The Echo talks to PBS’s Alexander Heffner
By Hannah Southwick
Alexander Heffner, the host of The Open Mind on PBS, strives to create a platform upholding accuracy and civility in an age of bombastic political rhetoric. In “Civil Discourse in an Uncivil Era,” Monday’s talk sponsored by the Goldfarb Center, Heffner encouraged students to play an active role in ending the “devolution of discourse.”
“I’ve tried to devote my career to preserving rig- or in public discourse,” said Heffner in an interview with the Echo prior to the event. “It really just takes one look at the headlines to see we’re not as proud as we should be of the rhetoric emanating from elected officials, and it’s on us to correct what seems to be a plague on discourse.”
For Heffner, promoting journalistic integrity runs in the family. His four-plus years at The Open Mind follow in the footsteps of his grandfather Richard Heffner, a former host. Curiosity about the past was also integral to his career path, and he sees historical context as an essential ingredient in a compelling argument.

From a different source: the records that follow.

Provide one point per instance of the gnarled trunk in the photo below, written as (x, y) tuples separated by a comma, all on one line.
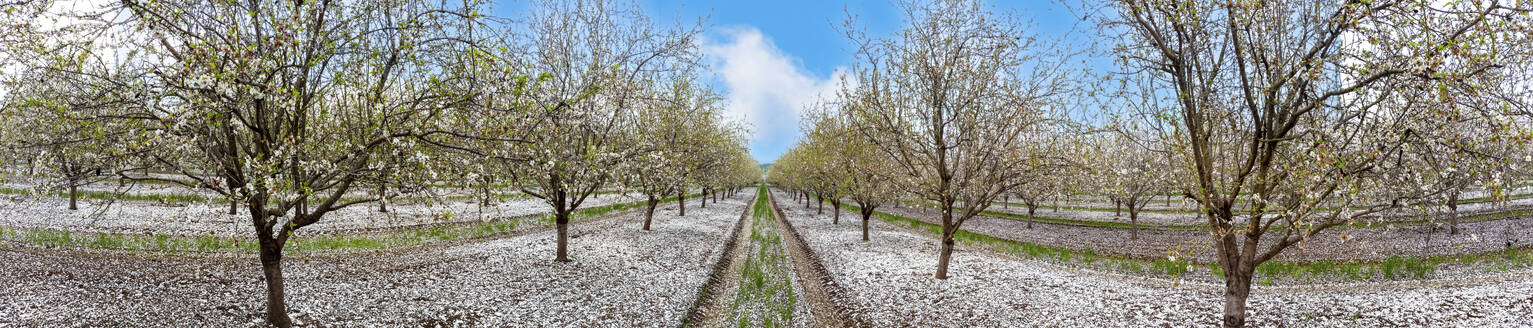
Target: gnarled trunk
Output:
[(1452, 207), (946, 253), (74, 196), (649, 212), (866, 213), (1237, 288), (1133, 219), (561, 218), (272, 268), (1030, 209), (382, 200), (836, 207)]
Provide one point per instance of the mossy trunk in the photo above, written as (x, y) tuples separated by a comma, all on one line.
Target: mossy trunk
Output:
[(74, 196), (649, 212), (272, 268), (836, 207), (1452, 215), (866, 213), (561, 219)]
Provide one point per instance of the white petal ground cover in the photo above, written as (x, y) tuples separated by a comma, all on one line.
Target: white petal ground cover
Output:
[(891, 279), (1336, 244), (620, 276)]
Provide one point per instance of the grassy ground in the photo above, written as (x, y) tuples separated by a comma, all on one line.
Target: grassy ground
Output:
[(1188, 212), (765, 296), (1395, 267), (246, 246), (1360, 224)]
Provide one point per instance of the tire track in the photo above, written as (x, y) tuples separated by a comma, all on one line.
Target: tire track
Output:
[(825, 296), (709, 307)]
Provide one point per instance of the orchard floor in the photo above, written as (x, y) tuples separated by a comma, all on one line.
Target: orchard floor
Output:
[(891, 281), (620, 276), (627, 278), (1334, 244)]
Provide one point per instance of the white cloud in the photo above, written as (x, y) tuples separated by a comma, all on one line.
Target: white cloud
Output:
[(765, 86)]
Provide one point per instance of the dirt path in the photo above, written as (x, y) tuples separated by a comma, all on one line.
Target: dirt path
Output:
[(1336, 244), (823, 295), (712, 305)]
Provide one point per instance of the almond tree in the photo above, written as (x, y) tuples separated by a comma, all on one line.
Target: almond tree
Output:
[(951, 98), (590, 60), (681, 126), (284, 108), (854, 167), (55, 126), (1299, 111), (1132, 170)]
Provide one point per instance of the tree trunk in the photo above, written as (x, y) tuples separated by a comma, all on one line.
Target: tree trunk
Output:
[(836, 207), (946, 253), (1237, 287), (272, 265), (74, 196), (1133, 219), (382, 200), (1452, 207), (563, 221), (866, 213), (1030, 207), (649, 212)]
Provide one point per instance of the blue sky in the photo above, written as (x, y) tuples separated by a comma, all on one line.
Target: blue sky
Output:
[(770, 57)]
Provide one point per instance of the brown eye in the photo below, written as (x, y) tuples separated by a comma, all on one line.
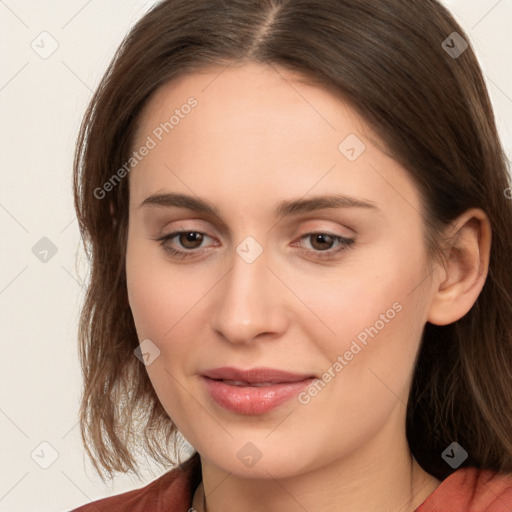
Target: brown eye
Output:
[(190, 239), (321, 241)]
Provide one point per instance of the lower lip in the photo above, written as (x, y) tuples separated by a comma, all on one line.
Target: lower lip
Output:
[(253, 400)]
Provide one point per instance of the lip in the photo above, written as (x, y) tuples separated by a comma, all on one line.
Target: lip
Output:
[(249, 399)]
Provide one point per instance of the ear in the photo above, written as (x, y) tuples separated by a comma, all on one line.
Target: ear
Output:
[(461, 279)]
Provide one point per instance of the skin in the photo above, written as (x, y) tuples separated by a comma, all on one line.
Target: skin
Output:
[(259, 136)]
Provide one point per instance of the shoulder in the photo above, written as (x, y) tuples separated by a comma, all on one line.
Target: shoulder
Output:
[(171, 492), (471, 489)]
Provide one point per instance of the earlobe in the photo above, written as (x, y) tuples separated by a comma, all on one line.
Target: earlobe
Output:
[(465, 269)]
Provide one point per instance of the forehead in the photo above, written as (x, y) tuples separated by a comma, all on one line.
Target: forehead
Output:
[(259, 129)]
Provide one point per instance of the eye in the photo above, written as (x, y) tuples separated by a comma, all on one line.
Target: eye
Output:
[(189, 240), (322, 244)]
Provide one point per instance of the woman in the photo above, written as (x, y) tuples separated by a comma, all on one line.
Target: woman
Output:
[(299, 233)]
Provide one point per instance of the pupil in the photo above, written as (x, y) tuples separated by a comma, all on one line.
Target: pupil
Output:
[(191, 237), (322, 239)]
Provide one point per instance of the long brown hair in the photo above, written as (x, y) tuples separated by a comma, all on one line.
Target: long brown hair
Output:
[(430, 108)]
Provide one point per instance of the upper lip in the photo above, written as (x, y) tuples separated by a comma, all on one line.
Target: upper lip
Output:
[(254, 375)]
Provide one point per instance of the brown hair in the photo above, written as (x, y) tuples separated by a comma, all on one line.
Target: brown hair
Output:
[(431, 110)]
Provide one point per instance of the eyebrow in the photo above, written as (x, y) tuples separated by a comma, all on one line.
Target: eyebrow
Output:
[(284, 209)]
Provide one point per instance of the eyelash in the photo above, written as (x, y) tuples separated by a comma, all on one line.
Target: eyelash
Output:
[(346, 243)]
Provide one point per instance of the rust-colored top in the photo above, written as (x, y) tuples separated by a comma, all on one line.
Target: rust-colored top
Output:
[(466, 490)]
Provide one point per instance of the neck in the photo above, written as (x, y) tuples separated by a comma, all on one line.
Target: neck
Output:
[(381, 477)]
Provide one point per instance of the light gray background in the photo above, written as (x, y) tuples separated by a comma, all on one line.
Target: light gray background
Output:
[(41, 104)]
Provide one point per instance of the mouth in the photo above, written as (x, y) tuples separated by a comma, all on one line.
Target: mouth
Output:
[(253, 392), (262, 376)]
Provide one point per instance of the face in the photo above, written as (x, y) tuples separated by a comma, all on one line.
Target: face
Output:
[(270, 277)]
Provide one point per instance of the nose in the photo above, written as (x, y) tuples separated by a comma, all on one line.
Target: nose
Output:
[(250, 302)]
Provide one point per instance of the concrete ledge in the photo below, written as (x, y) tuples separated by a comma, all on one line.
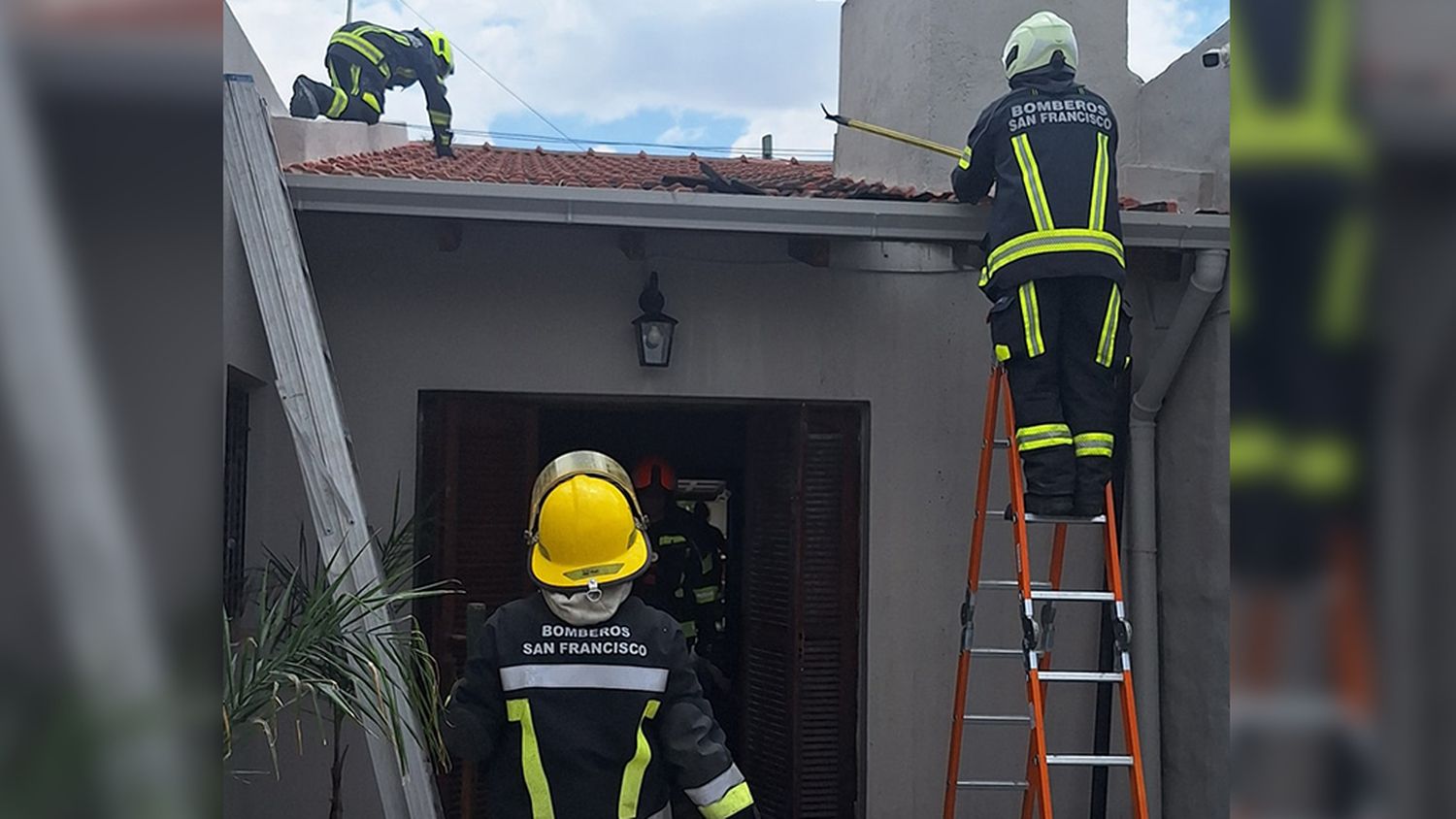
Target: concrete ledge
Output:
[(303, 140), (846, 218)]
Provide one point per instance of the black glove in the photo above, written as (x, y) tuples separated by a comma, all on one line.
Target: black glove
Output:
[(443, 145)]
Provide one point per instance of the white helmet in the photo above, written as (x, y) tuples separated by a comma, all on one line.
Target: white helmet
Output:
[(1034, 43)]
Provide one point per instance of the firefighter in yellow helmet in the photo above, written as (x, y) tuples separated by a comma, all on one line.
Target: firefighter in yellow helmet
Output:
[(579, 700), (363, 60)]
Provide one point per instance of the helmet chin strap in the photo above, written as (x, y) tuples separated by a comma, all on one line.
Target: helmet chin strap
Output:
[(590, 606)]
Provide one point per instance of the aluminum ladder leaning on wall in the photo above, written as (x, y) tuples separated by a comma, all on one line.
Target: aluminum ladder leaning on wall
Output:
[(311, 399)]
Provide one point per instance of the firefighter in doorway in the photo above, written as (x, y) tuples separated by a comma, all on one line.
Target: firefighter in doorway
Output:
[(363, 60), (1054, 268), (581, 702), (687, 577)]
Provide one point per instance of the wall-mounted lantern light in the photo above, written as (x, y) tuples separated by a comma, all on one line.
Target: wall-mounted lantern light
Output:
[(654, 328)]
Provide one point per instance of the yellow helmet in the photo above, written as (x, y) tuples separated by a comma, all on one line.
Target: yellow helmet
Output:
[(585, 525), (442, 47), (1037, 41)]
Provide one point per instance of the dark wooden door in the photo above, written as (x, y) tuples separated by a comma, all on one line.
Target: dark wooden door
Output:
[(478, 461), (801, 614)]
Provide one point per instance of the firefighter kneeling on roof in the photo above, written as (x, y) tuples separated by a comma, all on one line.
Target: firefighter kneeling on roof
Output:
[(577, 732), (1054, 265)]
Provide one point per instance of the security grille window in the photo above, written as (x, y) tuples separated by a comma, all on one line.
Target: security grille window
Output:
[(235, 495)]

“It’s important that we bring history into contemporary reporting as much as possible,” said Heffner. “How can you ground what you’re doing in something that is going to survive and have value beyond that week?”
Heffner values work that endures, driving his passion for reporting on young people’s political involvement. After dedicating much of his early career to chronicling millennial civic engagement, particularly in respect to the 2008 election, he now aims to reach the next generation through the PBS platform.

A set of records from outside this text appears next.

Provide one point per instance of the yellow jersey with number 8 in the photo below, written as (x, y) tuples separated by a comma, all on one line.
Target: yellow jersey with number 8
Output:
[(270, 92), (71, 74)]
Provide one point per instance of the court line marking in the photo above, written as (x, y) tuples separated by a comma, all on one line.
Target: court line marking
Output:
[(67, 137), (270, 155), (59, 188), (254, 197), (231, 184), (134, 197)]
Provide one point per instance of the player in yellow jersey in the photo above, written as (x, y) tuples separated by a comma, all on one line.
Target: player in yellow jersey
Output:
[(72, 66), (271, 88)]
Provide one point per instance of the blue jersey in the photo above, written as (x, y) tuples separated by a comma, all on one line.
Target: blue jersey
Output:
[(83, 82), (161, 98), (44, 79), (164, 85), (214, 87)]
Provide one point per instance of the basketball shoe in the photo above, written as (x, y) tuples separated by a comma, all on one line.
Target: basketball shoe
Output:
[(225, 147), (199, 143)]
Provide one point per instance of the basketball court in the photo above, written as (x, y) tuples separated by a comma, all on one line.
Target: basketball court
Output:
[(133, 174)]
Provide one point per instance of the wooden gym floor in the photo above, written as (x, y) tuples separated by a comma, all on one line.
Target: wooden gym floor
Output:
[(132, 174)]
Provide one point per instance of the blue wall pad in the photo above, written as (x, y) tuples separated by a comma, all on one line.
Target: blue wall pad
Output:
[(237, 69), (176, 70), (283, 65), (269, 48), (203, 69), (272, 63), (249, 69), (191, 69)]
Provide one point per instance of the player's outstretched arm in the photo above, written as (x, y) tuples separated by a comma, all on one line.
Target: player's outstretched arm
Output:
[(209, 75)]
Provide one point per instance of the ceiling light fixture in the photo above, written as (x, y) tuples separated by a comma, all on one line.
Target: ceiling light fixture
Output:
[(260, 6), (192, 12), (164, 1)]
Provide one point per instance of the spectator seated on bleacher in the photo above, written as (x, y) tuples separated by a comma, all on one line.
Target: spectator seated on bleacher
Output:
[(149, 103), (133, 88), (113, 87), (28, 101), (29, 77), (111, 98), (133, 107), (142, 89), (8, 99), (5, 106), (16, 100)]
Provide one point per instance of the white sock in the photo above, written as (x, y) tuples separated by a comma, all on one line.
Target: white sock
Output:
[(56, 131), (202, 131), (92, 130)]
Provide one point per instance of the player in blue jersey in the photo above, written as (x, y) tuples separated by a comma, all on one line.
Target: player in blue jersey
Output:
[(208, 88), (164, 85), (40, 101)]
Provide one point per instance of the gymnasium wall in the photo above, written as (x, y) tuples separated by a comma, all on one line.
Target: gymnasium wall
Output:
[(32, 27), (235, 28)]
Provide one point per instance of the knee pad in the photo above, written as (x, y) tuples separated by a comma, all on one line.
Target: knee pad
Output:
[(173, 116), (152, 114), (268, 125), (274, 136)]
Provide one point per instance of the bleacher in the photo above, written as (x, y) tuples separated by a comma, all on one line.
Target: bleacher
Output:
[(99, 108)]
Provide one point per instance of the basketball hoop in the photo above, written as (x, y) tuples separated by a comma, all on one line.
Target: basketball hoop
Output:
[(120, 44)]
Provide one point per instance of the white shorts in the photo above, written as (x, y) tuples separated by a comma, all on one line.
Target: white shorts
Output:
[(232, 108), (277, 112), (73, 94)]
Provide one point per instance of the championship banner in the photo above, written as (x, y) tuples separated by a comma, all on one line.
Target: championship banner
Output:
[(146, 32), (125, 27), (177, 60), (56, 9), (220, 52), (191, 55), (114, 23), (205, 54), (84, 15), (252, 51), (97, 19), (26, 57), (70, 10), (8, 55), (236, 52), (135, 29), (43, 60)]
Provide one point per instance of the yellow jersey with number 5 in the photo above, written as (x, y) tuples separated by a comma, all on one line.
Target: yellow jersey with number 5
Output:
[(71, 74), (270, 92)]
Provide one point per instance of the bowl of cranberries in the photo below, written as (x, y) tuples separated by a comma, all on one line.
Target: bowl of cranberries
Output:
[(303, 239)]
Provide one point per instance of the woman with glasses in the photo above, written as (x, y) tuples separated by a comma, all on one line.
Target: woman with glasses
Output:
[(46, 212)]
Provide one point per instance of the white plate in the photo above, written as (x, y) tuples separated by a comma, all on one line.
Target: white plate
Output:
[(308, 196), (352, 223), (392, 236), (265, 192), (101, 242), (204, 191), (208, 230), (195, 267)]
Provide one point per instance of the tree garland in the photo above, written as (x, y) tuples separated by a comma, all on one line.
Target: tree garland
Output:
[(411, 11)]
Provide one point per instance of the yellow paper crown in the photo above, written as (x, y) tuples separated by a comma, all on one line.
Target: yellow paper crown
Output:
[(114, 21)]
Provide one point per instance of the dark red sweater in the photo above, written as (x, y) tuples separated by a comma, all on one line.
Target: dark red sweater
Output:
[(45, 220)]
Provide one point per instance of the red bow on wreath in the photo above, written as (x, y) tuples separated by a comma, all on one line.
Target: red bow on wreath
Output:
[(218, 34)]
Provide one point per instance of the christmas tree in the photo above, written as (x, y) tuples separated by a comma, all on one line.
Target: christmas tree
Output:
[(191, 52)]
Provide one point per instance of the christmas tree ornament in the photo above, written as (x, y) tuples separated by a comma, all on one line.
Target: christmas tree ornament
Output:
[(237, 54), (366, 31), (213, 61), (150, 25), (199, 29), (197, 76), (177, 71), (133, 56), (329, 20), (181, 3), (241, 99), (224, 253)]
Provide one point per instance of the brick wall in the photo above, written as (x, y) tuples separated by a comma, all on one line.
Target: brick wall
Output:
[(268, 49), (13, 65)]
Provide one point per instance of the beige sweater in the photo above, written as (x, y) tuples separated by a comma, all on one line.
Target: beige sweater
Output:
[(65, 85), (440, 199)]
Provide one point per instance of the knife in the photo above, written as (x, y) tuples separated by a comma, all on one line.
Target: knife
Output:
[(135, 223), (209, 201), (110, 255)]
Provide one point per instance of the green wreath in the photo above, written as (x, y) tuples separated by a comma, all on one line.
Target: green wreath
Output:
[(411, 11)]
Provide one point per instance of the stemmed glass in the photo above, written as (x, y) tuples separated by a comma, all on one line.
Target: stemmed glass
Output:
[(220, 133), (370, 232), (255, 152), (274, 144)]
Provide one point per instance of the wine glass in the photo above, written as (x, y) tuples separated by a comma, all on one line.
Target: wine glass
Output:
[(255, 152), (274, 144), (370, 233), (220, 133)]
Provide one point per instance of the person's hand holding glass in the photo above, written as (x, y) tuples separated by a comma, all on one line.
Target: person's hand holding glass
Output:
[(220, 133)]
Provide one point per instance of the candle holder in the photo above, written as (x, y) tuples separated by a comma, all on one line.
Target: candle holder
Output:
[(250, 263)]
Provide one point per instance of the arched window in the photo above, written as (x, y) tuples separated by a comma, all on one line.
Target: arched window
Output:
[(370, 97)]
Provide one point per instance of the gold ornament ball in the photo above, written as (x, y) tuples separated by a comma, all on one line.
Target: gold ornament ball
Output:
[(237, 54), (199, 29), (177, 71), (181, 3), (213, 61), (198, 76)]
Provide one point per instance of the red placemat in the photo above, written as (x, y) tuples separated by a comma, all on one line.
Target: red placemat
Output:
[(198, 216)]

“The phrase ‘keep an open mind, but not so open that your brains fall out,’ is integral,” Heffner said. “I think we have to be watchful that the next generation’s brains are not falling out. We are being tested now.”
Throughout his talk, Heffner addressed the origins of uncivil discourse and encouraged students to reflect on America’s founding documents to preserve the country’s foundational “lifeblood.” Rather than forming an explicit connection with the 2016 presidential election, he cited the overall increase of bigotry as a contributing factor.
“If we together can take a constructive approach to protecting our collective well-being, then let that not be a conservative or a liberal ideal, let that be an American, patriotic ideal from the newspaper world to social media,” said Heffner in his talk. “We need to find empathy for zip codes that aren’t our own and respect for the way folks in the neighboring state live.”
He proposed macro and micro solutions to issues, and encouraged the audience to think critically about the type of information they consume.
With the goal of reducing incivility, Heffner advocated for fostering more bipartisan dialogue and cultivating an informed media presence.
“How are the media going to report in a way that is constructive when the very competition of ideas is segregated from the outset?” Heffner asked during his address. “How can we interview candidates in a way that is going to be critical…but also imaginative in the way we can restore functionality and deliberation?”
Through his speaking engagements, Heffner leaves audiences with an actionable message and highlights the “energy in the air,” when young people get involved.
“Some talk about a constitutional crisis, but I think there’s a societal crisis and that young people are really pivotal to extricating our society,” said Heffner. “It gives me a lot of hope.”